ANTHONY DAVIS:  No, I understand what he’s saying.  It’s more like when you’re on the road and we’re playing against a team like this, first game, lose by 7, lose by 10 on the road in an environment like this, of course we’re going to feel good about ourselves going home knowing that we play well at home.  We’ve got a great record at home.  Imagine what we can do on the road and what we’ve done well in the first and third quarter we held them to 17 and below as far as points.  That’s all defense right there.  So we bring that same defensive energy going home, then it makes it a lot easier on us.

But when you’re making shots and they’re making shots, their crowd gets into it, so it gets very loud and it’s hard for us to hear our teammates on defense.  So everything that we’re going through here, they’re going to go through in New Orleans.  The crowd will be on our side, so they’re going to be in the same predicament.  Just how they capitalize, we have to capitalize on.

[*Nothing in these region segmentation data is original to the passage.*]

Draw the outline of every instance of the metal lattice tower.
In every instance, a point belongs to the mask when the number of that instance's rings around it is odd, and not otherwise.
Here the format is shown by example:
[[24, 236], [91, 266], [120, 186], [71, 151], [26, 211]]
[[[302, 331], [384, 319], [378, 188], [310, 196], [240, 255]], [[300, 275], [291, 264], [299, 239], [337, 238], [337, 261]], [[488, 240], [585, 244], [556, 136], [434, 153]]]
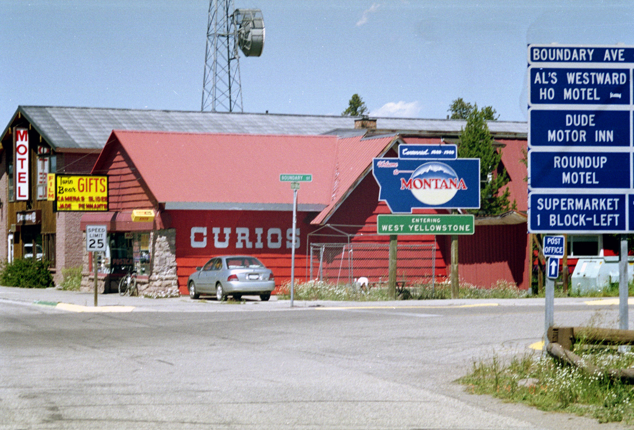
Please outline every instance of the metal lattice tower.
[[200, 110], [242, 112], [233, 0], [210, 0]]

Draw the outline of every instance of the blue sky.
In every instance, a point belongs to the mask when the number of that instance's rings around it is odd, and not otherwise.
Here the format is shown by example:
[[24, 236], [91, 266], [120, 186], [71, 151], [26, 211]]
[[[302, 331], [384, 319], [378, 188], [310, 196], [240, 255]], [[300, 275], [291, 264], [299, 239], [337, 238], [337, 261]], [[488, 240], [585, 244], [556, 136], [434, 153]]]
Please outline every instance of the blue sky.
[[[245, 112], [526, 119], [526, 44], [634, 45], [634, 6], [583, 0], [235, 0], [261, 9]], [[19, 105], [200, 110], [209, 0], [4, 0], [0, 122]]]

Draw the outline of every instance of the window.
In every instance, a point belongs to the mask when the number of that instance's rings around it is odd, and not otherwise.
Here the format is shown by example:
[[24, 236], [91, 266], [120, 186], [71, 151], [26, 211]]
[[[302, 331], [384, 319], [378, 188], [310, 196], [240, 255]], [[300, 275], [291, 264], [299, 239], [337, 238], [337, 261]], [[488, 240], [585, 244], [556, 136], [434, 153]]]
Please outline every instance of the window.
[[603, 249], [601, 235], [568, 235], [568, 256], [570, 257], [595, 256]]

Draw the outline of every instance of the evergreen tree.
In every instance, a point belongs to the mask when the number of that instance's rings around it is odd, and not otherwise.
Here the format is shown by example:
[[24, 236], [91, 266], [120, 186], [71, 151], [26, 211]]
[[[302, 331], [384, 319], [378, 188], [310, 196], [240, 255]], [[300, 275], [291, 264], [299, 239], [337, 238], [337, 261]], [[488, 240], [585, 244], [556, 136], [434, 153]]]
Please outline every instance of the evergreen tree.
[[368, 112], [365, 103], [358, 94], [353, 94], [348, 103], [347, 108], [341, 112], [342, 116], [360, 117]]
[[[462, 100], [462, 97], [459, 97], [450, 105], [449, 109], [447, 111], [451, 112], [451, 115], [450, 117], [448, 116], [448, 119], [467, 119], [474, 110], [477, 110], [477, 105]], [[484, 119], [489, 121], [495, 121], [500, 117], [499, 115], [496, 116], [497, 112], [491, 106], [485, 106], [481, 109], [481, 112], [484, 115]]]
[[477, 105], [474, 105], [466, 118], [467, 124], [460, 132], [458, 156], [480, 159], [480, 209], [470, 212], [477, 215], [499, 215], [515, 209], [517, 205], [509, 202], [508, 187], [501, 191], [508, 183], [508, 175], [500, 165], [502, 153], [494, 146], [486, 123], [495, 110], [487, 108], [479, 110]]

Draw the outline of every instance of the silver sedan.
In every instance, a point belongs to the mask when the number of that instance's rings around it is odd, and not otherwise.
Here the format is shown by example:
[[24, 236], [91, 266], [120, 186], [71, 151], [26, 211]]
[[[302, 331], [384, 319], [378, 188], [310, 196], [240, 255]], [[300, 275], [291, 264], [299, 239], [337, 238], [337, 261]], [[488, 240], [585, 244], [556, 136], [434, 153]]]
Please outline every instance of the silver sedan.
[[243, 294], [259, 295], [262, 301], [271, 298], [275, 288], [273, 273], [250, 256], [214, 257], [190, 275], [187, 281], [190, 297], [216, 294], [219, 301], [228, 296], [240, 299]]

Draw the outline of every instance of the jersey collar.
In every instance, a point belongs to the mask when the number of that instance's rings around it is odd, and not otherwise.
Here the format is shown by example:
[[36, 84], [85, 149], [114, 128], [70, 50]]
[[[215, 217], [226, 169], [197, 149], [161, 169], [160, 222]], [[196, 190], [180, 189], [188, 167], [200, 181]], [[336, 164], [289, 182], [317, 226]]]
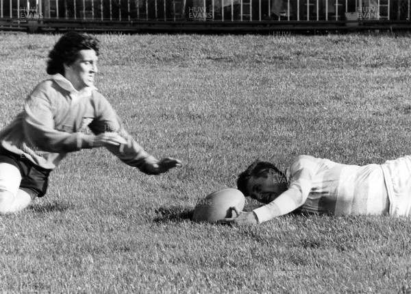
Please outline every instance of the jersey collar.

Q.  You played The Finals one year ago.  Did you share your experience with your teammates?

NORRIS COLE:  For sure.  It’s all in the preparation.  I try to tell the guys, it’s all in the preparation.  As long as you prepare, which I believe we are, we give ourselves a good chance to win and go out there and compete and fight.  We’ve been doing that.  We just have to learn from our mistakes, but it’s not going to happen overnight.  We have to continue to battle.  We have to continue to fight, and we’ll have a breakthrough.  There are no moral victories, like I said, but our guys are continuing to fight, and we’re right there.  All you can ask for is a shot to win it at the end.  All you can ask for is to be in striking range, and we’ve been right there both times, but we haven’t been able to cash in on it.  Hopefully when we go home, we can take advantage of that.